Erken Seçim Mi Var, Yoksa Bahar mı Geldi?

Son günlerde sokakta, çarşıda, pazarda bir hareketlilik var. Yok, yanlış anlamayın, indirim sezonu falan başlamadı. Siyasi partiler sahaya inmiş, esnafın halini soruyor, vatandaşın elini sıkıyor, köy kahvelerinde çaylar içiliyor. Bir an için erken seçim ilan edildi de bizim haberimiz mi yok diye düşündüm. Ama yok, mecliste öyle bir şey konuşulmuyor. Demek ki ya bahar geldi ya da sandık yaklaşıyor.
Malum, siyasetçiler halkın yanında olmayı çok severler—tabii seçim yaklaşınca. Beş yıl boyunca telefonlarına ulaşmak mümkün olmazken, bir bakıyorsunuz, seçim havası esmeye başlayınca bakkala bile uğruyorlar. “Amca, teyze, genç kardeşim, sıkıntınız var mı?” diye soruyorlar.
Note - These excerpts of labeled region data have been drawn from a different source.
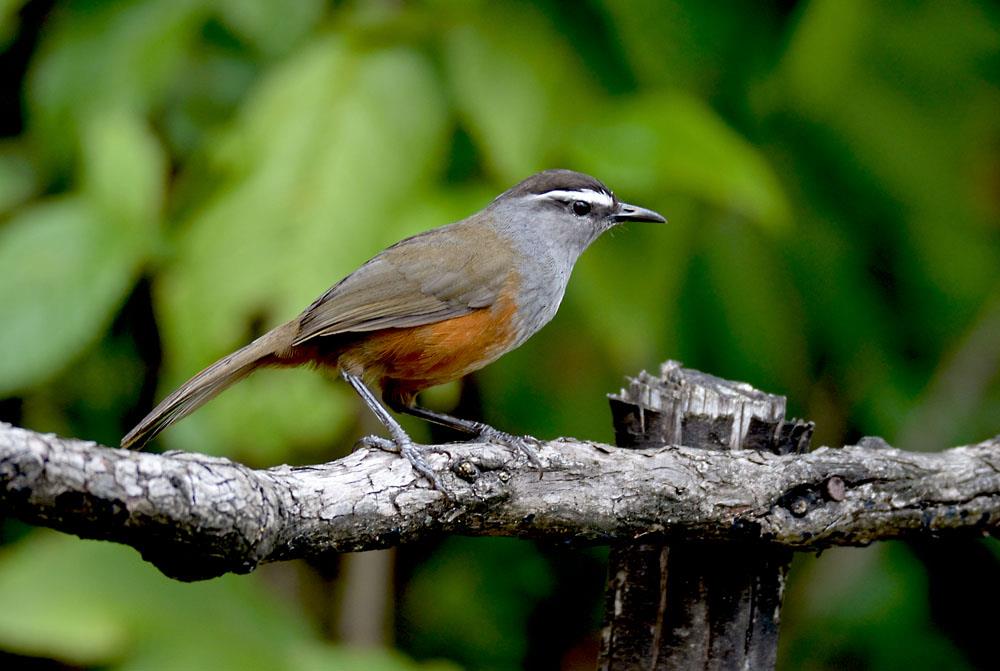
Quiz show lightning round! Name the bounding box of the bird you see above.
[121,169,666,491]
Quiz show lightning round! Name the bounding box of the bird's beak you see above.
[611,203,667,224]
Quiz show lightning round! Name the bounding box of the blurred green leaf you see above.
[81,108,167,231]
[569,93,790,229]
[444,2,593,183]
[0,532,311,669]
[782,543,969,671]
[27,0,208,170]
[292,645,461,671]
[0,196,144,395]
[0,142,39,217]
[0,0,27,51]
[218,0,325,55]
[402,537,552,669]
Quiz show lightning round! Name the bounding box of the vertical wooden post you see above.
[598,361,812,671]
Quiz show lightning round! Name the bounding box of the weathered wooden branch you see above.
[0,412,1000,580]
[598,368,813,671]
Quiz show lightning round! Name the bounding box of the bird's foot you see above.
[358,436,454,498]
[479,424,542,469]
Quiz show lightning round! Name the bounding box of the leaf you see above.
[82,107,167,230]
[218,0,324,55]
[0,531,312,670]
[25,0,207,169]
[0,142,38,216]
[0,196,144,395]
[0,0,27,51]
[443,3,593,183]
[401,538,552,668]
[568,93,790,230]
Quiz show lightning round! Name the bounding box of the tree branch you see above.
[0,424,1000,580]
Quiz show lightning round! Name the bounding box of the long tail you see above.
[122,323,294,448]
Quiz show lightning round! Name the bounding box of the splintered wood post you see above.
[599,361,812,671]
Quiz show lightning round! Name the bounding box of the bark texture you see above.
[0,424,1000,580]
[599,361,813,671]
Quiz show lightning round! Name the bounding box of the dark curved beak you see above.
[611,203,667,224]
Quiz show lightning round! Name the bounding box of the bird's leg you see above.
[393,404,542,468]
[340,370,448,496]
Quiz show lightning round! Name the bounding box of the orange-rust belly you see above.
[340,298,516,400]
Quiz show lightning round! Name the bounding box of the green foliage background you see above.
[0,0,1000,670]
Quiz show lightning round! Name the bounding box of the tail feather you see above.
[121,324,288,448]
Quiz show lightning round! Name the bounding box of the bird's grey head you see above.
[488,170,666,255]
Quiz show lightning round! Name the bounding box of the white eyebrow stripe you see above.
[535,189,614,207]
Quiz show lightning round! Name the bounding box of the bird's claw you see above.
[479,425,542,469]
[357,436,454,499]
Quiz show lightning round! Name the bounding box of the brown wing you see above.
[293,221,510,345]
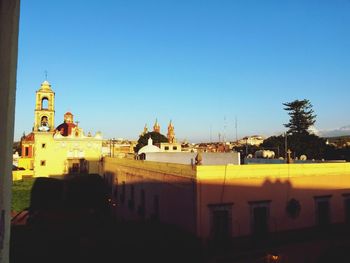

Ama sonra bir bakıyoruz, vatandaş “şu şu sıkıntımız var” diye anlatmaya başlayınca yüzler asılıyor. “Biz bir not alalım, değerlendireceğiz” diyerek konuyu değiştirenler mi dersiniz, “İnşallah düzelteceğiz” deyip hızla uzaklaşanlar mı?
Tabii bu arada esnafımız da akıllandı. Çayını içen siyasetçiye doğrudan “Ödeme nakit mi, kart mı?” diye soranlar var. Seçim döneminde gelen selamlaşmaların birçoğunun ömrü sandık gününe kadar. Sonrası malum: “Kusura bakmayın, şu an çok yoğunum, size geri döneceğim.”
Ama neyse, biz yine de misafirperver milletiz. Gelenleri ağırlamaya, çay ikram etmeye devam ederiz. Yeter ki seçimden sonra da aynı sıcaklıkla kapımızı çalsınlar. Gerçi o zaman da “Hizmet için buradayız” diyeceklerdir. Ama hizmet, halkın arasında olmakla başlar. Onu da dört yılda bir değil, her zaman yapabilene aşk olsun!